Silver WInd Posted December 3, 2007 Author Report Posted December 3, 2007 Thank you, yes I have kind of moved away from using punctuation from a lot poems I will go fix that, I am terrible about remebering to add apostrophes
Da_Yog Posted December 4, 2007 Report Posted December 4, 2007 I was looking for punctuation in a couple of places as well: 1) In the first stanza it seemed that there needed to be a question mark after either the second or third line. I wasn't sure if you meant "...how do we define it? / with words or phrase" This would imply a question with the answer provided by the author. Or did you mean, "but how do we define it / with words or phrase?" This would leave it completely up to the reader to define it.
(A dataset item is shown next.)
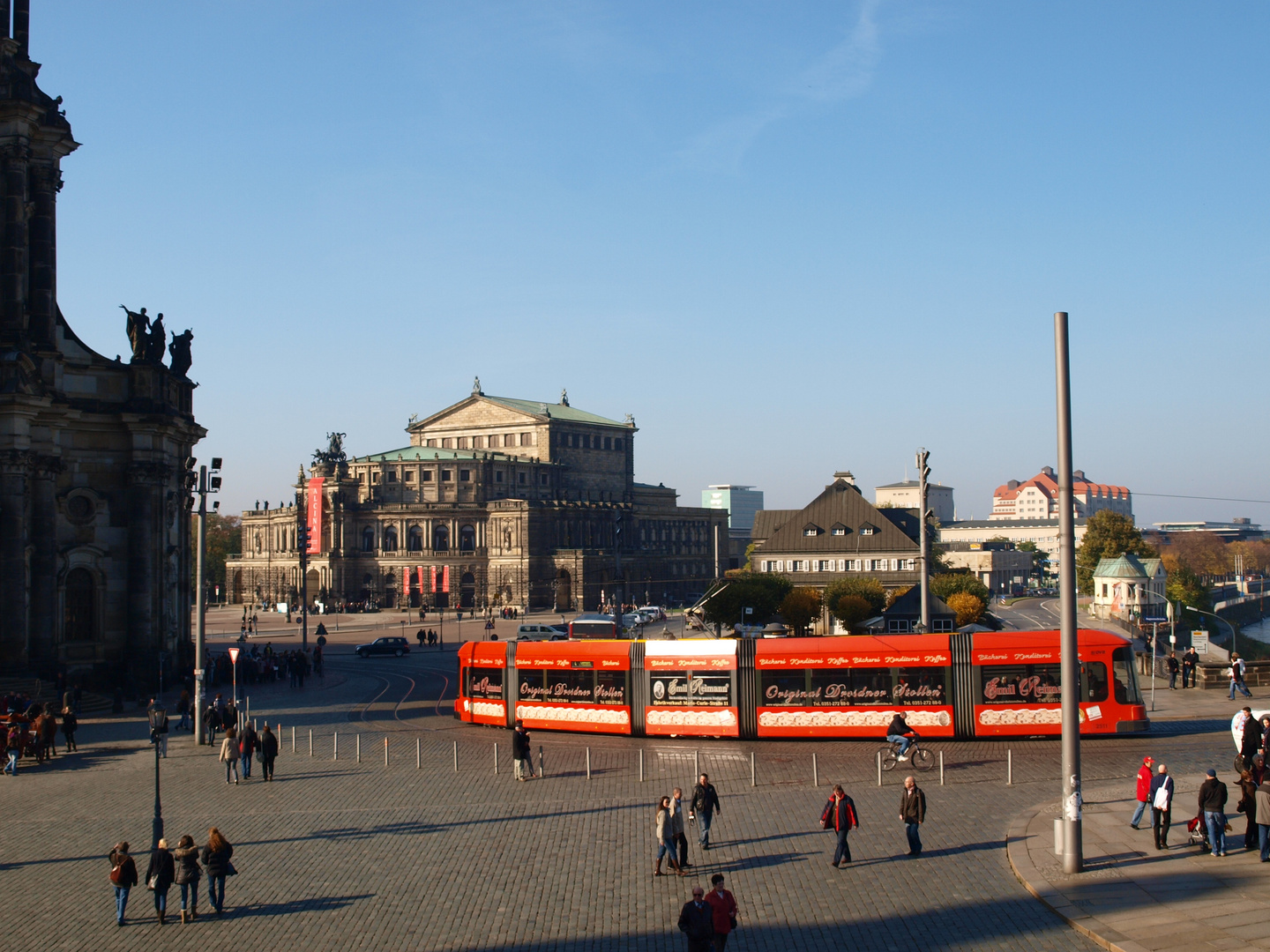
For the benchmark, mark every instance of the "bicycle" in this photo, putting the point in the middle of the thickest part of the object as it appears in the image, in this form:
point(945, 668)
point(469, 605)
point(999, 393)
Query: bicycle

Just not quite sure which way you meant for us to read it. 2) In stanza five you give two options and it took me a second to figure that out as I had to go back and reread it. If you end the first line with a colon and a comma at the end of line two I think that would clear up the ambiguity for me. Other than those two little things I thought it was rather nice. The question pose in the end, "or does everything / have a side in / shadow?" was excellent. The idea of beauty being masked in shadow, being shadow, or hiding shadow was a very interesting way to leave the reader.
Silver WInd Posted December 4, 2007 Author Report Posted December 4, 2007 Thank you for your comments, yes I can see what you mean about the 5th stanza being confusing, though I don't really like the idea of using a question mark in the first stanza.